While warnings about totalitarian dystopias or usurpative machines have long been the stuff of fiction and futurists, the technology portrayed is generally quite primitive. For example, the book 1984 well depicted a hopeless future, but author Orwell didn’t foresee a possible time in which hundreds of nanorobots could be around you at any moment collecting information; or what’s already on the horizon, flying robots disguised as insects that could do the same. He couldn’t envision a day when a computer chip could be implanted in every newborn’s brain, controlling his behavior, rendering him a puppet of the state and hence obviating punishment.
The point, however, is not just that the future could be worse than predicted. It’s this: What don’t we foresee today? Futurists and doomsayers generally have a poor prognostication track record; after all, we can’t accurately know the future because it hasn’t happened yet (from our human perspective).
Thus, predictions about how there’d be mass world starvation by the late 20th-century (or earlier) came to nothing precisely because actual advances in technology weren’t foreseen. And is this surprising? As late author Michael Crichton pointed out brilliantly in a 2003 Caltech lecture, people in 1900 had no good concept of what the real problems would be a century hence.
Now here’s the real question: Do we?
The point is not that we shouldn’t ponder and prepare for the future, but that we should proceed with humility. Tomorrow could be worse than we think — or better.
Yet more tragic than assumptions about future technology we can’t wholly know is the ignoring of age-old truths we can. For they inform that the “something” Assange spoke of that destabilizes civilization has a name: sin.
Tools are just that, tools — they are used, or misused, by people. A gun in a good man’s hands will just facilitate goodness; when wielded by a barbarian it can become a murder weapon. This principle doesn’t change just because the technology becomes more formidable; it just means the misuse has greater consequences.
As for liberty, British philosopher Edmund Burke put it well, saying, “It is ordained in the eternal constitution of things that men of intemperate minds cannot be free. Their passions forge their fetters.” Ben Franklin concurred, observing, “Only a virtuous people are capable of freedom. As nations become corrupt and vicious, they have more need of masters.”
Now, are we moving closer to or further from being people “of temperate minds”? If we don’t master ourselves and tame the best within, we’ll invite masters from without. Yet because too many want the latitude to sin, this necessary self-mastery is out of style.

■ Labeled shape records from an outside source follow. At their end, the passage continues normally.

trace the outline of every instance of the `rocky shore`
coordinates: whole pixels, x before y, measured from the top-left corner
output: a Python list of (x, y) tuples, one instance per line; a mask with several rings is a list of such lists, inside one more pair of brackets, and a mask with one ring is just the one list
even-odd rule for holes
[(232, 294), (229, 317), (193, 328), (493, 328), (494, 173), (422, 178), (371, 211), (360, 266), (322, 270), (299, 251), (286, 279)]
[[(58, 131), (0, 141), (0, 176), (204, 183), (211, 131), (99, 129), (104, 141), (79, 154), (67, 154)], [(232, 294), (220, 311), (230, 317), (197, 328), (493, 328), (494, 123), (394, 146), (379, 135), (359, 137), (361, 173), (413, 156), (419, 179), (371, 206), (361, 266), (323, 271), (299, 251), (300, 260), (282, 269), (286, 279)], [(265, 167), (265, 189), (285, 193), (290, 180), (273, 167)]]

This is why moral relativism permeates society today: “Hey, it can’t be wrong — and I can’t be wrong — if everything is perspective!” Our primary mistake is making the main focus whether our fetters are forged low or hi-tech, instead of why they’re forged in the first place.
Delving yet deeper, this growing immorality is a function of godlessness. No, that’s not opinion but a matter that can actually be called “philosophical fact.” Why? Because if God doesn’t exist, morality (properly understood) cannot; all that’s left are man’s opinions, perspectives, preferences, tastes. And then who is to say? It then all boils down to occultist Aleister Crowley’s maxim, “Do what thou wilt shall be the whole of the law.”
Moreover, if there’s no God and the material world is all that exists, we cannot have souls (which are spirits). We’re then nothing but some pounds of chemicals and water, organic robots. And what could be immoral about altering a robot’s software (social engineering) or wiring (genetic engineering)?
For that matter, what could be wrong with terminating a robot’s function — or that of a large population of robots? What’s the problem with their being replaced, in survival-of-the-fittest fashion, by stronger, more intelligent, more durable AI robots? “Do what thou wilt,” remember?
Having said this, it’s possible that only angels could responsibly wield the demigod-like power tomorrow’s technology may bring. But for sure is that technological rise and moral regression are a deadly combination — one that can put a brave new world in barbarian hands.